Face à ces accusations de partialité, Didier Migaud, ancien député socialiste, assume : « Ce rapport est exact et objectif » et se défend de: « La Cour est composée de magistrats et de non-magistrats, qui prêtent serment, qui ont l’impartialité dans leur déontologie. Et cette impartialité ne peut pas être appréciée par ceux-là même qui font l’objet de nos contrôles. Et je dirais que la garantie de l’impartialité c’est la collégialité ».
Il a reçu le soutien du ministre des Relations avec le Parlement, l’UMP Patrick Ollier, qui a salué un travail « honnête et rigoureux ».

« C’est comme les joueurs de foot qui s’en prennent à l’arbitre… »

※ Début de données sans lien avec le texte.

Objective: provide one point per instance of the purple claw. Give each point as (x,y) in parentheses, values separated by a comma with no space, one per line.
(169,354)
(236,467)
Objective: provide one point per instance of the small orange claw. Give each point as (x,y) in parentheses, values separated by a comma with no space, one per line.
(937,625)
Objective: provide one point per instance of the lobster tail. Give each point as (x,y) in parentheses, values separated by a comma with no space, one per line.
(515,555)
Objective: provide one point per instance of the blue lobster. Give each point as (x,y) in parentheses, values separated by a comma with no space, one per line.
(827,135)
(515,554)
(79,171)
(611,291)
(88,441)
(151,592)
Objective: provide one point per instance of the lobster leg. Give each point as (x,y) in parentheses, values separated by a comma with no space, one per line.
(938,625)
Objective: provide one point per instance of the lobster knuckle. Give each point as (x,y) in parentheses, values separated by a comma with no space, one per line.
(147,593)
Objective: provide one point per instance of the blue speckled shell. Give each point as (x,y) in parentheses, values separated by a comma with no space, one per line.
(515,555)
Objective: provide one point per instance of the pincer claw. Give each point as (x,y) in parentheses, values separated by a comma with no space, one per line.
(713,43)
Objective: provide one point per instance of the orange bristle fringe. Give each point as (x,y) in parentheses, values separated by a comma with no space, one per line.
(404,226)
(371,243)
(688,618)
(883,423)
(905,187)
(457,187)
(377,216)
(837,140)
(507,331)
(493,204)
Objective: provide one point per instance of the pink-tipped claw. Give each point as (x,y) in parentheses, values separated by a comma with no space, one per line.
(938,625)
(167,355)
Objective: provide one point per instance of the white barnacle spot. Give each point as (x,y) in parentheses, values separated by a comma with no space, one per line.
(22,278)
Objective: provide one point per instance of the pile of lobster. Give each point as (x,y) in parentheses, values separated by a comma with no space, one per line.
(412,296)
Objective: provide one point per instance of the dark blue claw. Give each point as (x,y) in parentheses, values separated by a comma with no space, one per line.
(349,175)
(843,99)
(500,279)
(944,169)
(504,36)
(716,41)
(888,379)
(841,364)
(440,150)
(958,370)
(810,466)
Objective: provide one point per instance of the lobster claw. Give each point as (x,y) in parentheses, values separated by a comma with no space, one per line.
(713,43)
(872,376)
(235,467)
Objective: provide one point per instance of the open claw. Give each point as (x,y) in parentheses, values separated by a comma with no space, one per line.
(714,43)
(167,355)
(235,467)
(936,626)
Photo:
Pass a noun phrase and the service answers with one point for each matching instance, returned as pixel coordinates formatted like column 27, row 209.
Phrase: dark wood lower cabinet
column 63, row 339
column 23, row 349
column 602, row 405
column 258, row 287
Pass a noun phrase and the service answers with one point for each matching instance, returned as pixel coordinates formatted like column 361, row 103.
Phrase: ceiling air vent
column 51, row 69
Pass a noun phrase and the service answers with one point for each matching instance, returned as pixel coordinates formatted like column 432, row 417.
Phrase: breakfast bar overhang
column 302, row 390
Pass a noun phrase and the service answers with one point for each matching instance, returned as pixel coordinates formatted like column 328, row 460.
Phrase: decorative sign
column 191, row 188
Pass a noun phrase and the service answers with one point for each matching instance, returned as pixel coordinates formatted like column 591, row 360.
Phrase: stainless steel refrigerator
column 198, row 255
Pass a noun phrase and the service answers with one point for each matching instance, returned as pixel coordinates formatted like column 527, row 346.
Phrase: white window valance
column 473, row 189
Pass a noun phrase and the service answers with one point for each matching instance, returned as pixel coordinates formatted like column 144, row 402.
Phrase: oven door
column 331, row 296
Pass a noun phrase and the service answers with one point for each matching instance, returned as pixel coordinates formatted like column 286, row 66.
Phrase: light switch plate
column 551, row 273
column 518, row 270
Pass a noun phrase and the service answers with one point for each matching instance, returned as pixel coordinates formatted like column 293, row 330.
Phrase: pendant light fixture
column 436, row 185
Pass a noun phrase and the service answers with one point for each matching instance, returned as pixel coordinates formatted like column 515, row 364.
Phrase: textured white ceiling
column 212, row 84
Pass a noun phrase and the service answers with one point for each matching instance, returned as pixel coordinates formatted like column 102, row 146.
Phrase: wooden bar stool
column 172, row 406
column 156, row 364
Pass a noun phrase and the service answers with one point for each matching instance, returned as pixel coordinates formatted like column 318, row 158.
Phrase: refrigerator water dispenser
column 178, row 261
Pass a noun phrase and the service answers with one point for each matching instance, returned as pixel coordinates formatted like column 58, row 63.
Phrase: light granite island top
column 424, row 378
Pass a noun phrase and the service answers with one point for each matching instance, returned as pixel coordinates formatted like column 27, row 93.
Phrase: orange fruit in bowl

De son côté, Delphine Batho, députée PS des Deux-Sèvres, ironise sur cette lettre des députés UMP : « C’est un peu comme les joueurs de foot qui s’en prennent à l’arbitre ! Ils ne supportent pas qu’une instance sérieuse, objective et dont le rôle est d’évaluer les politiques publiques, dise la vérité sur la politique de sécurité menée depuis plusieurs années. La Cour des comptes a fait des rapports qui n’ont jamais fait plaisir aux gouvernements en place : hier celui de gauche, aujourd’hui celui de droite. Et donc ce qui gêne principalement l’UMP c’est que la Cour des comptes dit la vérité ».

Aubry : « Guéant ferait mieux de prendre en compte l’état de ces échecs »

Invitée du JT de France 3 hier jeudi soir, Martine Aubry en a profité pour critiquer l’attitude du ministre de l’Intérieur, Claude Guéant : « L’insécurité qui s’accroît, comme le montre aujourd’hui la Cour des comptes, n’en déplaise à monsieur Guéant, qui ferait mieux de prendre en compte l’état de ces échecs, de dire "comment je vais remettre des policiers sur le terrain", comme nous le proposons, "comment je vais faire en sorte qu’il y ait des sanctions pour chaque acte"… Chacun a le droit de s’exprimer ; moi ce qui m’intéresse c’est le soutien et la confiance des Français ».